В аскетических наставлениях подвижников, излюбленном чтении как монахов, так и мирян, богатство неизменно осуждалось, а сребролюбие считалось «матерью всех зол». «Дух Евангелия – любовь, – говорил св. Иоанн Синайский (Лествичник) (VII в.). – Но кто имеет любовь, тот не убережет денег. Загадывающий ужиться с тем и другим, – с любовью и деньгами, – сам себя обманывает». [60] Также и прп. Нил Синайский, осуждая накопительство, подчеркивал, что на стоящая нестяжательность и обнищание из-за внешних обстоятельств – разные вещи. «Нестяжательностью называем мы не нищету невольную, которая, приключившись по необходимости, сокрушает дух и почитается несносною, но добровольную решимость довольствоваться малым, приобретаемую самовластием помысла». [61]
Борясь против сребролюбия и стяжательства, святые подвижники советовали как можно чаще думать о краткости жизни. По слову св. Антония Великого (III–IV вв.), ищущий совершенства должен проникнуться «памятованием о смерти и неприязненным отвращением к миру и всему мирскому». [62] И «никто из нас не должен питать в себе желания приобретать. Ибо какая выгода приобретать то, чего не возьмем с собою?» [63]

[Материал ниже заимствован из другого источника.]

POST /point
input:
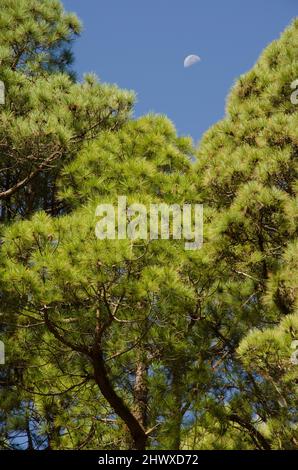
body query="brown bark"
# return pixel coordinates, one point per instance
(136, 429)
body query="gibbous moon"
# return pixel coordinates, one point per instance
(191, 60)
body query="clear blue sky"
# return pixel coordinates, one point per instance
(141, 45)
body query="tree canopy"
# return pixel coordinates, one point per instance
(134, 344)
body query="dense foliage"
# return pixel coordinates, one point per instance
(116, 344)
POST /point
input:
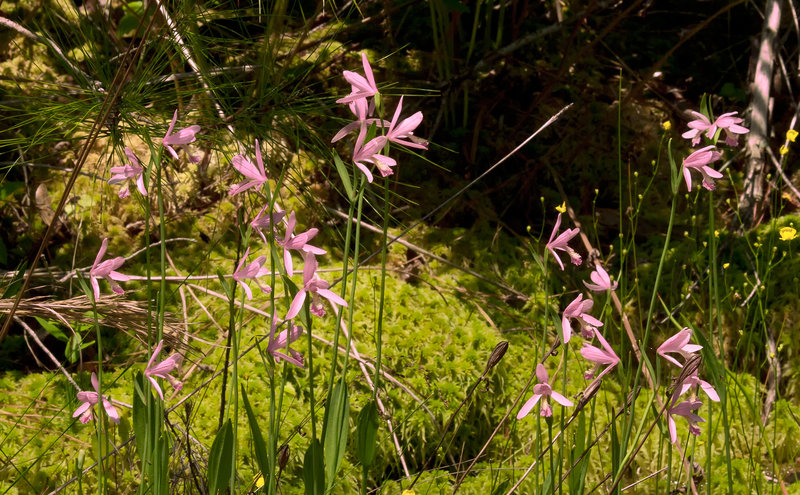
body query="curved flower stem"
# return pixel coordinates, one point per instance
(379, 333)
(357, 245)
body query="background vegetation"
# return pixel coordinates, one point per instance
(485, 75)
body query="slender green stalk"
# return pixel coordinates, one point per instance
(353, 284)
(721, 382)
(379, 333)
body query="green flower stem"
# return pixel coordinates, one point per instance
(379, 334)
(721, 381)
(351, 300)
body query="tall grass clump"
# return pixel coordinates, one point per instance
(231, 268)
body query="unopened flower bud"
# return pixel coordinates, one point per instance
(497, 354)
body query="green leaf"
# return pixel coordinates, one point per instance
(345, 176)
(313, 471)
(675, 173)
(335, 429)
(224, 283)
(616, 455)
(366, 433)
(52, 329)
(259, 445)
(3, 253)
(220, 460)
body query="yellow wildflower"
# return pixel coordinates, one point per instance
(788, 233)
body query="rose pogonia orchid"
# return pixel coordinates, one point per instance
(604, 356)
(314, 285)
(132, 170)
(278, 345)
(369, 153)
(685, 409)
(361, 109)
(361, 87)
(403, 133)
(602, 282)
(730, 124)
(560, 243)
(727, 122)
(264, 221)
(678, 343)
(163, 369)
(542, 390)
(579, 309)
(252, 271)
(697, 127)
(89, 400)
(180, 138)
(256, 175)
(107, 270)
(699, 161)
(297, 242)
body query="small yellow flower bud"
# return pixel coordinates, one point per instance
(787, 234)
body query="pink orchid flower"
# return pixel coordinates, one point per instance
(297, 242)
(252, 271)
(132, 170)
(257, 176)
(695, 381)
(316, 286)
(602, 282)
(698, 126)
(361, 109)
(579, 310)
(106, 270)
(163, 369)
(180, 138)
(264, 221)
(361, 87)
(604, 356)
(280, 343)
(699, 161)
(403, 133)
(730, 124)
(685, 409)
(369, 153)
(540, 390)
(560, 243)
(89, 400)
(678, 343)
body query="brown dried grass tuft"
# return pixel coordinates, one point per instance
(113, 311)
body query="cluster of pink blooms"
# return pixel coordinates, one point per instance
(701, 159)
(680, 344)
(107, 270)
(577, 311)
(361, 102)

Пожалуй, единственным из монахов-подвижников, кто говорил о возможности богатого стать праведником, был прп. Максим Исповедник (VII в.). Он был «отражением умственного характера» Византии, которую не мыслил без монашеского аскетизма. По его убеждению, главная задача каждого христианина состоит во внутреннем упорядочивании духовной жизни, обуздании страстей. Не сами по себе внешние условия, но внутренний нравственный выбор определяют добро и зло: «Не пища – зло, но чревоугодие; не материальные блага, а сребролюбие». [64]
Исходя из этого он выделял четыре типа накопителей богатства. К первым трем относятся неправедные любители «роскошествовать»; «тщеславные»; не доверяющие Богу, а надеющиеся на свое богатство на случай всевозможных неприятностей, – «голода, старости, болезни или изгнания». Но четвертый тип – «домовитые» – копят «правильно», «ибо заботятся о том, чтобы не оскудевала рука подавать каждому нуждающемуся». [65] Таким образом, единственным оправданием богатства становится щедрая благотворительность.
Что касается латинских отцов эпохи неразделенной церкви, то особый вклад в развитие всего богословия и социальной мысли внесли св. Амвросий Медиоланский и Августин Блаженный.
Разделяя многие идеи восточных отцов христианской церкви, св. Амвросий говорил о взаимной помощи богатого и бедного, причем, по его мнению, благотворитель получает больше, чем отдает, поскольку «в день суда он получит спасение от Господа, которого он будет иметь должником своего милосердия». [66] Но призывал благотворить осмотрительно. А то «приходят работоспособные, не имеющие никакой нужды, кроме охоты к скитанию, и видом своих лохмотьев стараются склонить доверчивых благотворителей в пользу своей просьбы. Кто оказывает доверие таким людям, тот быстро истощает запасы, которые были бы так полезны настоящим беднякам». [67]
Благотворитель должен быть рационален, «чтобы его щедрость не оказалась неполезной». Если жадность богача, который не желает делиться с ближним, «бесчеловечна», то излишняя щедрость – «расточительство». По его мнению, Бог не хочет, чтобы мы сразу отдали наше имущество, но чтобы раздавали его по частям, а еще лучше – сохраняли постоянную возможность благотворить. Во всем нужна мера.